Emulating Lady Gaga’s successful One World concert, Rai coordinated an evening of Italian entertainment, including a virtual ballet, with artists performing from their houses to raise funds for Civil Protection, the Italian national body supporting the country’s responses to coronavirus.

In Germany, endurance athlete Joey Kelly is hosting a live-stream of a 24-hour sports challenge from his home, broadcast on RTL and TV Now.

Meanwhile, along with a talent show called Made in Karantén (Made in Quarantine) featuring a panel of celebrities judging homemade videos sent by viewers, RTL Hungary is launching a new reality show with advice and tips for viewers while self-isolating, and a sitcom, called Segítség! Itthon vagyok! (Help! I’m at home!).

Advertisers have a major role to play

Along with broadcasters, advertisers have a big role to play and consumers are actively looking for their demonstrations of support.

There are countless examples all over the world of brands stepping up. Vodafone in Germany is helping out with working from home by doubling data limits for three months, while in France and the UK brands such as Brewdog are using brewing facilities to help tackle the shortage of hand sanitiser.

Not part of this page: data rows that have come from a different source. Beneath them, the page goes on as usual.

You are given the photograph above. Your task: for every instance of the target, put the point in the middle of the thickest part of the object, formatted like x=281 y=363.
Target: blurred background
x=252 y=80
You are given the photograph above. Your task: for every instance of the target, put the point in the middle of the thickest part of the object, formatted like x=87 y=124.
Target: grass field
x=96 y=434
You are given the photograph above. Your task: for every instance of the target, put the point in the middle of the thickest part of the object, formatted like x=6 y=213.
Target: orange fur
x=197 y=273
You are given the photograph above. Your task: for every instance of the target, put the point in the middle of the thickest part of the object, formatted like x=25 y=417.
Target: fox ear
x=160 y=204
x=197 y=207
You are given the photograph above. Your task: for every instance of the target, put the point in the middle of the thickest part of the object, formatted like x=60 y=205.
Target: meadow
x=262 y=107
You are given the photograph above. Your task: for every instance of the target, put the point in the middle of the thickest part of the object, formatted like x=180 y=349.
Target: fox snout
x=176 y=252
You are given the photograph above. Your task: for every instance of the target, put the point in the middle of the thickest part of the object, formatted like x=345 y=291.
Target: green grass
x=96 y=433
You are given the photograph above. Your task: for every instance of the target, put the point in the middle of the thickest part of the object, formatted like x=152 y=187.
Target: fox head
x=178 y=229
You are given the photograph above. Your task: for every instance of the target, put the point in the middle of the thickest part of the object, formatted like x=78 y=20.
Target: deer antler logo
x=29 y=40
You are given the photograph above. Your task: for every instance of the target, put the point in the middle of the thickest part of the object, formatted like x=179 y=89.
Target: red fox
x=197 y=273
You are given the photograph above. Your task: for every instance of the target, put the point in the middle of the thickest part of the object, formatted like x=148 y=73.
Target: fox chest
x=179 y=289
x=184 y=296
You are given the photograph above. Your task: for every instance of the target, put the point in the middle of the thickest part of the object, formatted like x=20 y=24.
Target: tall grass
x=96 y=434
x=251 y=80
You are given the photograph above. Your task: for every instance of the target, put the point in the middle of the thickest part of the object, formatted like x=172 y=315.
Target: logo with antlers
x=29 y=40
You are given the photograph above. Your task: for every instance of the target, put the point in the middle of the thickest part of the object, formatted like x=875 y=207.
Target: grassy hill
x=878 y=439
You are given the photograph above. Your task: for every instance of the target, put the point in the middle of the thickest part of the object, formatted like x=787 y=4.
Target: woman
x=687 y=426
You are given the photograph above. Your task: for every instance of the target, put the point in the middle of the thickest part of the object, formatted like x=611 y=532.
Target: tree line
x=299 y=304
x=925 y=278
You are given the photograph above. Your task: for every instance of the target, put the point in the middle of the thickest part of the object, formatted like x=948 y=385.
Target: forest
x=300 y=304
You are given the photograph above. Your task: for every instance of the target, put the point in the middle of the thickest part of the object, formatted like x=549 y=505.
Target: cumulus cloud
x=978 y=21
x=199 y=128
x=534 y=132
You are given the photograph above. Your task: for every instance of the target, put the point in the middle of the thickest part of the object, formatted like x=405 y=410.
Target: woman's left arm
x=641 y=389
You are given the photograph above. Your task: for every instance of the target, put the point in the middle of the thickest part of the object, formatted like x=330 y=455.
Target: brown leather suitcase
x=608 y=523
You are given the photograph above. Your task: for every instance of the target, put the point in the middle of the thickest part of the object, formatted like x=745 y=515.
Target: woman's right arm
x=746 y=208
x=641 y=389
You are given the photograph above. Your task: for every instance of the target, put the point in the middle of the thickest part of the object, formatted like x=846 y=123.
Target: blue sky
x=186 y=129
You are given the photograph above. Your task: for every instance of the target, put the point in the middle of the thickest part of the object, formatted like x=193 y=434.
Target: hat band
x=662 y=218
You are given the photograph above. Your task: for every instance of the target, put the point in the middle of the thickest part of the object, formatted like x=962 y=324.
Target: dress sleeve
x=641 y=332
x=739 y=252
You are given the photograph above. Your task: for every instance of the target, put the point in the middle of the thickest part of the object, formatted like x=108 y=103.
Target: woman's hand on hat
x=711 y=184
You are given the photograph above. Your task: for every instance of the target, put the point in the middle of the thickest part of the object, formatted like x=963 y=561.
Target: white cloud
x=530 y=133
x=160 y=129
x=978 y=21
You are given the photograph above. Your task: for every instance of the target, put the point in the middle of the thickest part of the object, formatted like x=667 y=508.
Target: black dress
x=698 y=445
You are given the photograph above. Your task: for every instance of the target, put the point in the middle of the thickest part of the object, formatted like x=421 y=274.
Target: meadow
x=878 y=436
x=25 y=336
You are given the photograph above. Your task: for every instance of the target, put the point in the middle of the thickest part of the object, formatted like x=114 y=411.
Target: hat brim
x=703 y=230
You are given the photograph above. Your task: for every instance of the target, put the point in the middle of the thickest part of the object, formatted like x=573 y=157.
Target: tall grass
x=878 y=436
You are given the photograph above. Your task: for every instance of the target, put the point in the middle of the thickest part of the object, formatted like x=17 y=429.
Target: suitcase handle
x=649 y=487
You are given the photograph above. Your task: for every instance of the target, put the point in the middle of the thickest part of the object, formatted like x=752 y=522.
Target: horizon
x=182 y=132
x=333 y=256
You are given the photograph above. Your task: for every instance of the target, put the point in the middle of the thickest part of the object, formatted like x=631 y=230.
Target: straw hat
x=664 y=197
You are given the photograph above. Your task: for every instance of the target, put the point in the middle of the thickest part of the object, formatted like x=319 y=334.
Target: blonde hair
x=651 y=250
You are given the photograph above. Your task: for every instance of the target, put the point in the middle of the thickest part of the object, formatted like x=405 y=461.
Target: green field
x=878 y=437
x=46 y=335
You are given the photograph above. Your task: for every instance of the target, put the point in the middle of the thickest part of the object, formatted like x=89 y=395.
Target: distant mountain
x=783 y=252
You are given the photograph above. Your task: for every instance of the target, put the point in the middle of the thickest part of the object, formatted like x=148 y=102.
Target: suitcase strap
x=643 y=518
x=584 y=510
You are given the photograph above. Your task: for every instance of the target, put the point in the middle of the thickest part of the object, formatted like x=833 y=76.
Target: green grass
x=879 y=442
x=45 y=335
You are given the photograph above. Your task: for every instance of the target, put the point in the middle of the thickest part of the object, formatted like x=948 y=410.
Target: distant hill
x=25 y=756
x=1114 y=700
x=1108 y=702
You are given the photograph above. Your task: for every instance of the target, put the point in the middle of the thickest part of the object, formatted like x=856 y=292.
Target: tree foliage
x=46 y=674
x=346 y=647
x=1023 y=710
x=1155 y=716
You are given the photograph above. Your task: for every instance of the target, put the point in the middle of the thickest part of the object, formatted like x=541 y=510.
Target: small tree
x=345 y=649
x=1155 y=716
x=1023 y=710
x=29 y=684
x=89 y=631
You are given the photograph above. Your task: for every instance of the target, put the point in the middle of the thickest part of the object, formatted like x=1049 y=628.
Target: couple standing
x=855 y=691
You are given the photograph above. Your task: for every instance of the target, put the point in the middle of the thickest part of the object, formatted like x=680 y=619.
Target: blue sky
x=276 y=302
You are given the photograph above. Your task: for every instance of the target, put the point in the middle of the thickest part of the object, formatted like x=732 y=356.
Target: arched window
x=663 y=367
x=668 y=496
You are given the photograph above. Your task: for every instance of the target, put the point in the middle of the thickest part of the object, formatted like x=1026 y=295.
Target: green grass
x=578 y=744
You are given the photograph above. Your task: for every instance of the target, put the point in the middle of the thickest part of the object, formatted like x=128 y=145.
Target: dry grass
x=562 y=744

In Italy, pasta brand Barilla launched a campaign to help people cooking alone, and Netflix has taken a fun approach to encouraging people to stay home by running billboards that show spoilers to some of its hit shows.

As well as grand gestures, brands are making changes to their operations to help ease the strain, such as increasing the returns period for online shoppers, ensuring gift vouchers don’t go out of date and providing discounts for people who have no choice but to risk their health by continuing to work.

We must honour the public’s faith in us

You don’t have to be building ventilators to be doing good. Plenty of brands are making an impact by publicly thanking the staff who are keeping things going, and this will be remembered long after the crisis has passed.

Talking in a reassuring tone and offering a positive perspective is an effective strategy. There’s a shift to ads that provide emotional support and messaging that highlights that we’re all in this together. Vodafone in Italy has taken this approach with its ‘ReadyTogether’ activity, while Nike has run ads in markets including Germany that seem to be the opposite of its ‘Just do it’ positioning, urging people instead to “play inside, play for the world”.

While all communications must be responsible and measured, television programming and advertising has an important role to play by continuing to talk to audiences and tell their stories. People are expecting that from us and it will bring them comfort.

This industry is in a privileged position and we need to reward people’s faith in us.